Pendant une minute, je ne pensai plus à Renaud, mais seulement au paysage, aux arbres, aux oiseaux, au ciel si bleu. La mer, au loin, ronronnait.

Je me retournai vers Renaud et je prononçai des paroles banales :

— C’est beau… L’heure est ensorcelante… Vivre dans un cadre simple dans sa grandeur, vivre seulement en face de la nature, équivaut au plus grand bonheur que l’on puisse désirer.

Et Renaud me répondit :

— Oui. mais il faut un cœur à côté de soi qui vous comprenne.

Je penchai la tête dans une joie inoubliable, parce que c’étaient bien les mots que je voulais entendre.

Ensuite, je regardai Renaud, et j’étais sûre que mes yeux scintillaient.

Il murmura de nouveau :

— Marane, voulez-vous comprendre mon cœur ?

Il me prit la main et la baisa.

À ma grande surprise, je fus incapable de riposter. L’émotion nouait ma gorge. Je voulais parler, mais ne le pouvais.

La crainte qui passa dans ses yeux me rendit la voix et je criai :

— Ah ! Renaud ! c’est le plus clair jour de ma vie !

Nos mains s’enlacèrent spontanément et nous descendîmes les marches du perron d’un même pas.

À cet instant, maman survint et nous appela.

Sans dénouer nos mains, nous nous retournâmes.
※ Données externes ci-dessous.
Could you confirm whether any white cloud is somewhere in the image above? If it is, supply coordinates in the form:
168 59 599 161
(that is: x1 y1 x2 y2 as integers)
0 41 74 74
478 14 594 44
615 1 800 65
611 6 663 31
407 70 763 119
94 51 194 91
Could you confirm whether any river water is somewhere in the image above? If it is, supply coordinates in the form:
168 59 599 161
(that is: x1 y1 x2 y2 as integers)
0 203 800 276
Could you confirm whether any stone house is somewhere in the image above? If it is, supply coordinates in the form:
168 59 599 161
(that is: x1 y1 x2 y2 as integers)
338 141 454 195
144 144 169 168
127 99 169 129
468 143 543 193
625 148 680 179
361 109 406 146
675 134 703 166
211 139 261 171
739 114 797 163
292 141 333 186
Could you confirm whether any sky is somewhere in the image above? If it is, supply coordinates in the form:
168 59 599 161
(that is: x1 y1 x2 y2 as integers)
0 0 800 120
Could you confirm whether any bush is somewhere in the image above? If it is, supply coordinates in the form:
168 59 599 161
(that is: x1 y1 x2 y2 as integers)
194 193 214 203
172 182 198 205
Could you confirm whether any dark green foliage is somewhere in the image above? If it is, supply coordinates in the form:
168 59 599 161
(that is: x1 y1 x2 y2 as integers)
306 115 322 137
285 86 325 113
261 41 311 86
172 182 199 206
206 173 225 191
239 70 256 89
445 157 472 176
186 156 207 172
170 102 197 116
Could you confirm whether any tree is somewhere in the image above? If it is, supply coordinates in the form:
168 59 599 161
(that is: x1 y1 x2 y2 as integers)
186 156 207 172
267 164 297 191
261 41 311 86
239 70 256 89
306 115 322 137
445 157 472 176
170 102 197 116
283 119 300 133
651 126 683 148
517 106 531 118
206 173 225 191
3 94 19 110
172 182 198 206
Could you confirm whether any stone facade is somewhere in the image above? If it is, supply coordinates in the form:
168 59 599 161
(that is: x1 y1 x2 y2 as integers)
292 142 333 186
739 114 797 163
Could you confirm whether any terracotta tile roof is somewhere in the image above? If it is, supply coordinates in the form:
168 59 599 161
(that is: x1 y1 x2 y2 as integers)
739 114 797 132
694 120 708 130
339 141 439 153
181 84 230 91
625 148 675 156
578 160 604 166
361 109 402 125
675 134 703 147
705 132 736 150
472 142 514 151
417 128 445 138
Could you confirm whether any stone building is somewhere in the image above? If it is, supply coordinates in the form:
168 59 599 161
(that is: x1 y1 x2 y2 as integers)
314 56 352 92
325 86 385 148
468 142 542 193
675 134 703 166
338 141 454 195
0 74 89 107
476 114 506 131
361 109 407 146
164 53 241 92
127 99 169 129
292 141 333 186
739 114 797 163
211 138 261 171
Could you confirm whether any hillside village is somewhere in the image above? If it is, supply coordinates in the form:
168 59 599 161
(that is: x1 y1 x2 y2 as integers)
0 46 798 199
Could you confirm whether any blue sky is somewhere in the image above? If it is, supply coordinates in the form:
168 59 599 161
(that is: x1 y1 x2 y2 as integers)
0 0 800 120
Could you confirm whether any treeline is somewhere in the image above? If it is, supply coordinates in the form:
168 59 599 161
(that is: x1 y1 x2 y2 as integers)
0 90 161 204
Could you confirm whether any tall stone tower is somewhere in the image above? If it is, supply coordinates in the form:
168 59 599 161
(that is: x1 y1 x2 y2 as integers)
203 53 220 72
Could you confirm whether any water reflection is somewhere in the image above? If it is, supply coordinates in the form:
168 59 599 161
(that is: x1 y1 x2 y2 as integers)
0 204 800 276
Sans doute, nos visages parlèrent-ils pour nous, parce que maman dit :

— Je suis certaine, Monsieur, que vous avez quelque chose à me demander ?

— Oui, Madame, j’ai l’honneur de solliciter la main de Mademoiselle votre fille.


— Rasco ! Sidra ! venez, bons chiens !

Pourquoi, pour la première fois de leur vie, mes chiens ne prirent-ils pas mes nattes ?

Ils regardaient celui qui allait devenir mon seigneur et maître, et ils jugeaient, dans leur bon sens, qu’ils n’avaient, eux, plus besoin de me garder.